Data processing
- Data Processing Server Configuration
This article details the configuration of our data processing servers, crucial for handling the large volumes of data related to wiki edits, user activity, and search indexing. This guide is aimed at newcomers to the server administration team and outlines the key hardware and software components involved. Understanding this configuration is vital for maintaining the performance and stability of the wiki.
Overview
The data processing servers are responsible for tasks beyond simply serving web pages. They handle background jobs, including database updates, search index maintenance, and generating reports. These servers are distinct from the web servers that directly respond to user requests and the database servers that store the wiki’s content. Effective data processing ensures a responsive and reliable wiki experience for all users. The system is designed for scalability, with the potential to add more processing nodes as the wiki grows. We utilize a distributed processing model, leveraging message queues to ensure resilience and prevent data loss.
Hardware Configuration
The current data processing servers are built with the following specifications:
Component | Specification |
---|---|
Processor | Intel Xeon Gold 6248R (24 cores/48 threads) |
RAM | 128 GB DDR4 ECC Registered |
Storage (OS) | 500 GB NVMe SSD |
Storage (Data) | 4 x 4 TB SATA HDD (RAID 10) |
Network Interface | Dual 10 Gigabit Ethernet |
Power Supply | Redundant 800W Platinum |
This hardware configuration is regularly reviewed and updated to meet the increasing demands placed on the data processing infrastructure. The RAID 10 configuration of the data storage provides both performance and redundancy, protecting against data loss in the event of a drive failure. We monitor server performance closely to identify potential bottlenecks.
Software Stack
The software stack on the data processing servers is carefully chosen to ensure compatibility with our MediaWiki installation and to provide the necessary functionality for handling background tasks.
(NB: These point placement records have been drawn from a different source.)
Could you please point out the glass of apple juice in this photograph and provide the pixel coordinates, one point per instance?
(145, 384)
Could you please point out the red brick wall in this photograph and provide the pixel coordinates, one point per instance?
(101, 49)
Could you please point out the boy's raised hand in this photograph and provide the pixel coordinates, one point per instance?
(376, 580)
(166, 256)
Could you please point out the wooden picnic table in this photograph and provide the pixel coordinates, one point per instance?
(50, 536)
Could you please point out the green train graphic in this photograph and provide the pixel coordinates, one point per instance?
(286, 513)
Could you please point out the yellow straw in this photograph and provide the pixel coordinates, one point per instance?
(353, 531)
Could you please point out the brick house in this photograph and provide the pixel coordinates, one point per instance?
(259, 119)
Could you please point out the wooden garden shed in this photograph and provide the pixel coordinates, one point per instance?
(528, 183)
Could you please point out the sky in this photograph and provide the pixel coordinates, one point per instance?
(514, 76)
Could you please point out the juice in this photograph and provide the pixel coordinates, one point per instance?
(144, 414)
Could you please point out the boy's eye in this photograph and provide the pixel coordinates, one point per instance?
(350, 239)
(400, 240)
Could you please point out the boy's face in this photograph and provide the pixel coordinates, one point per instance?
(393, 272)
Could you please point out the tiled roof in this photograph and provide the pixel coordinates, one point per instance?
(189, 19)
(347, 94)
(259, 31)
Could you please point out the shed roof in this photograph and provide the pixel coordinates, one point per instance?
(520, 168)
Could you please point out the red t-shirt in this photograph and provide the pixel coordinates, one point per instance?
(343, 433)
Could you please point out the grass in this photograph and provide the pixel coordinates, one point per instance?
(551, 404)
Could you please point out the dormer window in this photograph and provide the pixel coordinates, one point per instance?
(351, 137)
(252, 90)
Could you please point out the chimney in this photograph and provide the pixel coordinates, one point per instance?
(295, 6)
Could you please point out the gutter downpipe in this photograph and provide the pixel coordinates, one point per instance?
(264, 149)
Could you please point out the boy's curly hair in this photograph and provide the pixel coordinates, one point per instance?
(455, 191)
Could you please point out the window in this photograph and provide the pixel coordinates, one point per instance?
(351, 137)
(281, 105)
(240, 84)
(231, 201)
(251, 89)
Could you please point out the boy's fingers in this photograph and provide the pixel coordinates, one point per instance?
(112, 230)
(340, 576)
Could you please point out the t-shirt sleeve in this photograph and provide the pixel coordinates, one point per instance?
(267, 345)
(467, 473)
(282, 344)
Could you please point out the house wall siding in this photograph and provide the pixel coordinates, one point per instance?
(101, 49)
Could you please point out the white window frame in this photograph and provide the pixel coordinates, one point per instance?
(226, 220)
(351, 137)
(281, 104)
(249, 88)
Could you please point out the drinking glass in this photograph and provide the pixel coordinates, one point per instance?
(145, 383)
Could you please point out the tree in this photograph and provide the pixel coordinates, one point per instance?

Software | Version | Purpose |
---|---|---|
Operating System | CentOS Linux 8 | Server OS, provides the foundation for all other software. |
PHP | 7.4 | Executing the MediaWiki PHP scripts for background jobs. |
RabbitMQ | 3.8 | Message broker for asynchronous task processing. |
Redis | 6.0 | In-memory data store for caching and session management. |
Cron | v4.1 | Scheduled task runner. |
Supervisor | 4.0 | Process control system, ensures services are running. |
The use of RabbitMQ allows us to decouple tasks from the web servers, preventing long-running processes from impacting user experience. Redis provides a fast caching layer, reducing the load on the database servers. PHP configuration is crucial for optimizing performance. Regular software updates are applied to address security vulnerabilities.
Key Processes and Configuration Details
Several key processes run on the data processing servers, each with its specific configuration.
Job Queue Processing
RabbitMQ is the central component of our job queue system. MediaWiki extensions and core code post various tasks to the queue, such as:
- Article validation: Checking for broken links and other issues in articles.
- Search index updates: Maintaining the search index for fast and accurate search results.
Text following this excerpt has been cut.